On the way to DC, I noticed there were a lot of buses on the road. I also noticed most of them were half empty. In any case, the numbers don’t count if progressives are not able to energize the Democratic base.
During his turn at the mic, Wade Henderson observed:
While today’s march is unprecedented in unifying Americans from all corners, it alone will not create the change that our country so desperately deserves. In today’s speeches and community building, we must remind each other time and time again that we must vote in November.As the great Frederick Douglass reminds us, power concedes nothing without a demand. It never has, it never will. If we don’t vote, we don’t count. The choice is ours.
Rev. Al Sharpton also spoke at the rally. He underscored that progressives have work to do:
We’ve got to go home and we’ve got to hit the pavement. We’ve got to knock on doors. We’ve got to ring those church bells.
Sharpton was back at the mic Sunday morning for his “Hour of Power” radio show. He mentioned the One Nation rally in passing, noting that it was a mash-up of issues pushed by labor unions, civil rights organizations, peace groups and environmentalists, among others. Tellingly, he did not give a crowd estimate.
Sharpton asked the $50 million question:
What do we need to energize our base to vote in the midterm elections?
He continued:
Why are tea partiers getting their voters enthused, but Democrats and progressives are not getting their voters enthused?[…]
Why are they not voting? Why are they not energized? What will it take to energize our community and our base? And why are the conservatives able to energize their base and we are not able to energize ours?
Sharpton posited the possibility that “people are too disappointed.”
Callers offered a number of ideas. One caller echoed remarks House Majority Whip James Clyburn made last week about the folly of Democrats running away from President Barack Obama.

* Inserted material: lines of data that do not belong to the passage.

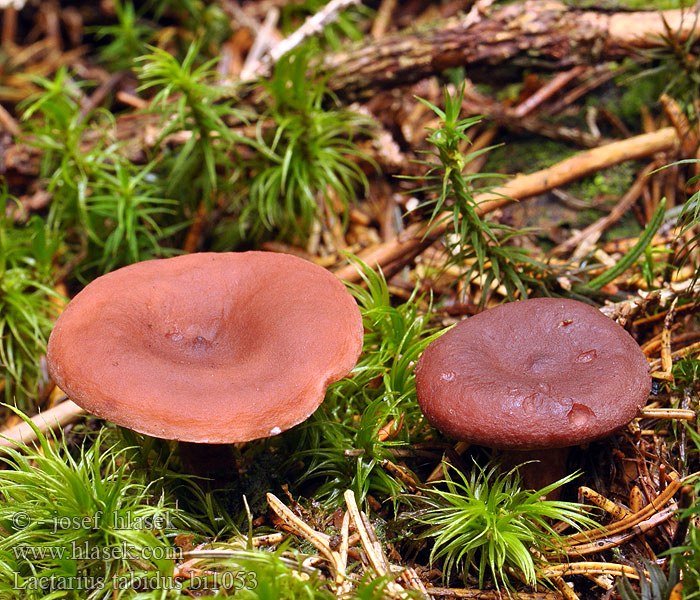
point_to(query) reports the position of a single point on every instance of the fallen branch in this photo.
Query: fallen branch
(415, 238)
(533, 32)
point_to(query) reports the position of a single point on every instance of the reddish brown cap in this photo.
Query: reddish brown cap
(541, 373)
(207, 347)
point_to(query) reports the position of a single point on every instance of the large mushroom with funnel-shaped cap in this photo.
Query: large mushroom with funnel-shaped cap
(207, 348)
(535, 374)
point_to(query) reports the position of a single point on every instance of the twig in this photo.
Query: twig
(547, 91)
(584, 568)
(313, 25)
(419, 236)
(54, 418)
(680, 414)
(381, 21)
(253, 61)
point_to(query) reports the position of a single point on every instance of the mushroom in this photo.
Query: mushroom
(533, 376)
(208, 348)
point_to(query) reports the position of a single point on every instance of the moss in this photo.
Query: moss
(526, 155)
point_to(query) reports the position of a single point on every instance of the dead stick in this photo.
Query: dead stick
(415, 238)
(54, 418)
(521, 33)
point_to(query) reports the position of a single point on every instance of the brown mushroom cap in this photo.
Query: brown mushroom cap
(541, 373)
(207, 347)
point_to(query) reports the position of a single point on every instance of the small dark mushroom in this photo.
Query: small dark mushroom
(533, 375)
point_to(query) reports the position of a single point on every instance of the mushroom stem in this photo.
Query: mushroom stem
(537, 468)
(211, 461)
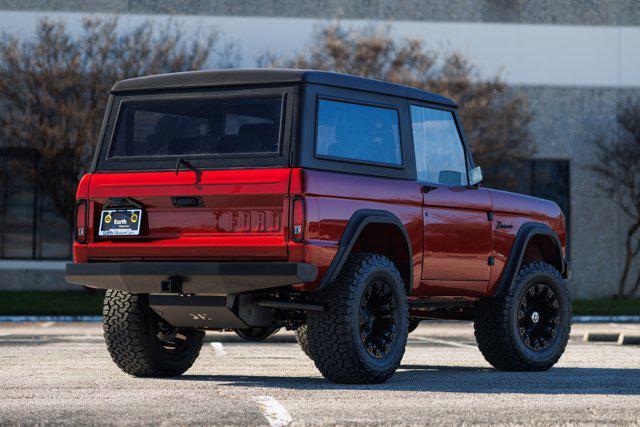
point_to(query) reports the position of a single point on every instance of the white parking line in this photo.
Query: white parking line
(445, 342)
(218, 349)
(276, 414)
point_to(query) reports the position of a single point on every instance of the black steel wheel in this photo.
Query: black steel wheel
(526, 329)
(378, 320)
(141, 343)
(538, 317)
(361, 336)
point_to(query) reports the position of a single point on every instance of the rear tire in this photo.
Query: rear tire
(361, 336)
(141, 343)
(527, 329)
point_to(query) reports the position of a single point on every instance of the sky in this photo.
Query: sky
(523, 54)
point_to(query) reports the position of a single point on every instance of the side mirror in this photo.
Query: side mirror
(475, 176)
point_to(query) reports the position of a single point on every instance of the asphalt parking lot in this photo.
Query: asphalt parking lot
(62, 374)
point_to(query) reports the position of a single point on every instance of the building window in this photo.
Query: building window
(30, 225)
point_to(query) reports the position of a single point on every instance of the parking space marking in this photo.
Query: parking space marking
(276, 414)
(218, 349)
(445, 342)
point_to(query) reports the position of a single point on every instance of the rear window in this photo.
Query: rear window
(358, 132)
(207, 127)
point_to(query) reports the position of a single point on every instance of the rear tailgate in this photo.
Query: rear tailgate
(235, 214)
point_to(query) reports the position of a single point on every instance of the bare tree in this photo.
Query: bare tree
(54, 88)
(496, 121)
(618, 166)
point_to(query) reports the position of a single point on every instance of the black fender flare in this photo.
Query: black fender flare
(527, 231)
(358, 221)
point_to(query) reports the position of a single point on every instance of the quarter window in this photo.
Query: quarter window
(358, 132)
(440, 155)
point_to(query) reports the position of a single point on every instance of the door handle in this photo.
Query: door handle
(426, 188)
(187, 201)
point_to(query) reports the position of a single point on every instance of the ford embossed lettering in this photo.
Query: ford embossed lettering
(120, 222)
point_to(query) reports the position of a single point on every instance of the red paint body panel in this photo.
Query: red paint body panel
(515, 210)
(246, 217)
(331, 200)
(457, 241)
(243, 217)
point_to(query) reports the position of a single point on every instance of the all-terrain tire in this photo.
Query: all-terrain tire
(303, 340)
(131, 334)
(496, 322)
(334, 335)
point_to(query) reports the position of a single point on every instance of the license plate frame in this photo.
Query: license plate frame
(111, 224)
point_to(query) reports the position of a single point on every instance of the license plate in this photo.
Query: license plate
(120, 222)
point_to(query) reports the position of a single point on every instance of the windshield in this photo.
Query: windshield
(198, 127)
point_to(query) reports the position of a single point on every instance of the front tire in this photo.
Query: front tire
(527, 329)
(141, 343)
(361, 336)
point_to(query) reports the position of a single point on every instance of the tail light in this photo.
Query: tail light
(297, 219)
(81, 221)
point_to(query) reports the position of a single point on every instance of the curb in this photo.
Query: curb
(629, 339)
(601, 337)
(606, 319)
(57, 319)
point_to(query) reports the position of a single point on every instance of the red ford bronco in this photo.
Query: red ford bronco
(344, 208)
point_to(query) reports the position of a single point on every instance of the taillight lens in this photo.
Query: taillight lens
(81, 221)
(297, 219)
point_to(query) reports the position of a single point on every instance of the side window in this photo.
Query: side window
(440, 155)
(358, 132)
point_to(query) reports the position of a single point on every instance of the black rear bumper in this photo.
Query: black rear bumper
(206, 278)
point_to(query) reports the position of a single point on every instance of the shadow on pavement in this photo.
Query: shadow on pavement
(556, 381)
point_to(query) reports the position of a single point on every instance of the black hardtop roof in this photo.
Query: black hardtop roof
(238, 77)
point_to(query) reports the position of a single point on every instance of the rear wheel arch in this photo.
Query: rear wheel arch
(534, 242)
(375, 231)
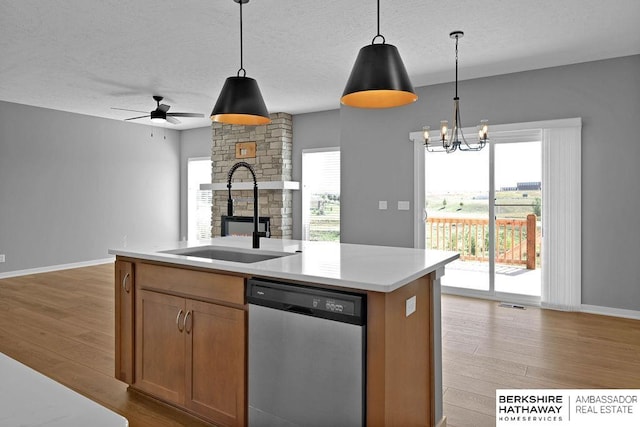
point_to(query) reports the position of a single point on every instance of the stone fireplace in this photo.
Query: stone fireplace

In an interview with theGrio.com, Clyburn said:
The big problem that African-Americans have got with the Democrats is that they don’t think we’re supporting this president sufficiently. That’s what’s showing up in the polls. And the extent to which the president is out there putting that lie to rest that will determine whether or not these people turn out. But if he’s hunkered down in the White House and people don’t think that we’re supporting him and, he ain’t saying anything, silence gives consent. I think the black voters are going to turn out.
One caller cut to the chase:
They need to get people on the campaign trail [with Obama] more than they are. We want to hear from him. We love him.
When it comes to voting for congressional Democrats, “what’s love got to do with it?”